HdpH is described in some detail in the paper Implementing a High-level Distributed-Memory Parallel Haskell in Haskell.
The paper on The Design of SymGridPar2 paints the bigger picture of what HdpH was designed for and where future developments will lead.
This release is considered alpha stage.
Building HdpH
Should be straightforward from the cabalised package hdph
.
Note that hdph
depends on hdph-closure
, an independent package that
factors out the closure representation of HdpH.
Running HdpH
Launch via ssh
HdpH comes with a few sample applications. The simplest one,
a distributed Hello World, is good for testing whether HdpH works.

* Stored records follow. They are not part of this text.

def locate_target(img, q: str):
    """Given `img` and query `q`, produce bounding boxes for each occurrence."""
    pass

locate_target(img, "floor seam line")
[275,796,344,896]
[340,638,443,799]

For example, the following Bourne shell command will run Hello World
on three nodes, distributed over two hosts, bwlf01
and bwlf02
.
$> for host in bwlf01 bwlf02 bwlf01; do ssh $host hdph/dist/build/hello/hello -numProcs=3 & done
This will launch three instances of the Hello World binary hello
(in
directory hdph/dist/build/hello
relative to the user's home directory),
two on bwlf01
and one on bwlf02
.
Note that the obligatory option -numProcs
must match the number of instances;
HdpH will likely hang otherwise.
Assuming that ssh
has been set up to enable password-less logins, the output
should be something like this:
Master Node:137.195.143.101:19754:0 wants to know: Who is here?
Hello from Node:137.195.143.101:19754:0
Hello from Node:137.195.143.102:38939:0
Hello from Node:137.195.143.101:30062:0
Launch via mpiexec
Shell scripts and ssh
are quite a cumbersome way of launching HdpH.
More convenient are dedicated parallel job launchers such as mpiexec
,
which comes with any recent MPI distribution.
Even though this version of HdpH does not use MPI, it can still be launched
by mpiexec
.
An MPICH installation, for example, might launch the Hello World application
with the following command:
$> mpiexec -hosts bwlf01,bwlf02,bwlf01 ./hello -numProcs=3
This will launch the Hello World binary hello
(in the current working
directory) 3 times, twice on bwlf01
and once on bwlf02
.
The expected output should look somewhat like this:
Hello from Node:137.195.143.102:12701:0
Hello from Node:137.195.143.101:15353:0
Master Node:137.195.143.101:14247:0 wants to know: Who is here?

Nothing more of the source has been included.